Senghor behauptete auch, die Ereignisse seien «direkt aus Peking gesteuert», da das maoistische China damals eine Charmeoffensive gegenüber den unabhängig gewordenen Ländern der sog. Dritten Welt gestartet hatte. Der auch als Dichter bekannt gewordene Präsident spielte aber auch die kulturalistische Saite: Senghor klagte die Protestierenden an, sie wollten «faire tout comme Toubabs». Das bedeutete den in bewusst verkitschtem und künstlich schlechtem Französisch gehaltenen Vorwurf, die Weißen in allem nachahmen zu wollen (Toubab bedeutet in ganz Westafrika «weiß»).
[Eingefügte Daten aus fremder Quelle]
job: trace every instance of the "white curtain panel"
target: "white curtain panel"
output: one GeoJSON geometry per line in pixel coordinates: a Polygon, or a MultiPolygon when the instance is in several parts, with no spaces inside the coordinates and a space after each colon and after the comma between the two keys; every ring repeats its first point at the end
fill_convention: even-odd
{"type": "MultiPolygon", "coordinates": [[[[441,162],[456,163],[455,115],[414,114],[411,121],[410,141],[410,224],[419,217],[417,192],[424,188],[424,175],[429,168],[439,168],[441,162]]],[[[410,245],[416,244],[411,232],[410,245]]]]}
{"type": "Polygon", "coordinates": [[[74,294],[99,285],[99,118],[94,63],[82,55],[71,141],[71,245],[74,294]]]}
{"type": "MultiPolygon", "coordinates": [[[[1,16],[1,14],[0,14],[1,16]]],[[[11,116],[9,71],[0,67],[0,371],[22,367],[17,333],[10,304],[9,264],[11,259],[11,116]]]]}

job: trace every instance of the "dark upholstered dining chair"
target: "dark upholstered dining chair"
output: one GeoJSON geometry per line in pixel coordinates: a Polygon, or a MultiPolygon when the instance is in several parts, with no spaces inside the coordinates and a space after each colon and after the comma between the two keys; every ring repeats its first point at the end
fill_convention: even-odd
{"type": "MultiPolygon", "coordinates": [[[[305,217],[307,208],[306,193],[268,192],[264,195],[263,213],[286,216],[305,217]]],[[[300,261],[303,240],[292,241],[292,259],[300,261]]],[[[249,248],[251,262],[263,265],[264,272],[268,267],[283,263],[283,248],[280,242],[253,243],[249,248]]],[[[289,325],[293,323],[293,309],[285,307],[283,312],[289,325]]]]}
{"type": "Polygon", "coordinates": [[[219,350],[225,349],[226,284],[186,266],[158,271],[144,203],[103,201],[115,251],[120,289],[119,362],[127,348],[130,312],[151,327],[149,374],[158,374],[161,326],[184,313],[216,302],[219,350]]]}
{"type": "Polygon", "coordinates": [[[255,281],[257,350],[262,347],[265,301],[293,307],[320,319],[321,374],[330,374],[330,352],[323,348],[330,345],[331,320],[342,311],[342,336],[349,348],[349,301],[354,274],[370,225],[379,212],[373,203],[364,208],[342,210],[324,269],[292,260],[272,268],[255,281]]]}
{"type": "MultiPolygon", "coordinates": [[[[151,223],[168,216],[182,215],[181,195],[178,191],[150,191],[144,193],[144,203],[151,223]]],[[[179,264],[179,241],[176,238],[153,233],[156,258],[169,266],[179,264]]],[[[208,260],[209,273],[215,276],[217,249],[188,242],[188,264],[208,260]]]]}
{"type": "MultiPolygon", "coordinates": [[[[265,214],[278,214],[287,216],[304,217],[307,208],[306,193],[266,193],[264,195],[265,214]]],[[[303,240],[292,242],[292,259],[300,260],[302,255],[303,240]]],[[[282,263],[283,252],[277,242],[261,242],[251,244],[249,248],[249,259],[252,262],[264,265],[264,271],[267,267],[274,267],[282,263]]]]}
Das war Unsinn, denn massive Studierendenprotesten hatte es bereits zuvor im französischsprachigen Afrika gegeben, 1963 in Kongo-Brazzaville und 1964 in Madagaskar.

Senghor hatte im Senegal nach der Unabhängigkeit 1960 ein autoritäres Regime errichtet und die linke antikoloniale Partei PAI (Parti africain pour l’indépendance) verboten. In den 70er Jahren proklamierte er allerdings eine «demokratische Öffnung». Dazu trugen der senegalesische Mai 68 und seine Auswirkungen erheblich bei, sie ermutigten die Opposition und beflügelten sie in den folgenden Jahren zum Aktivismus – am 5.Februar 1971 wurde der Konvoi des französischen Präsidenten Georges Pompidou in Dakar mit Molotowcocktails attackiert.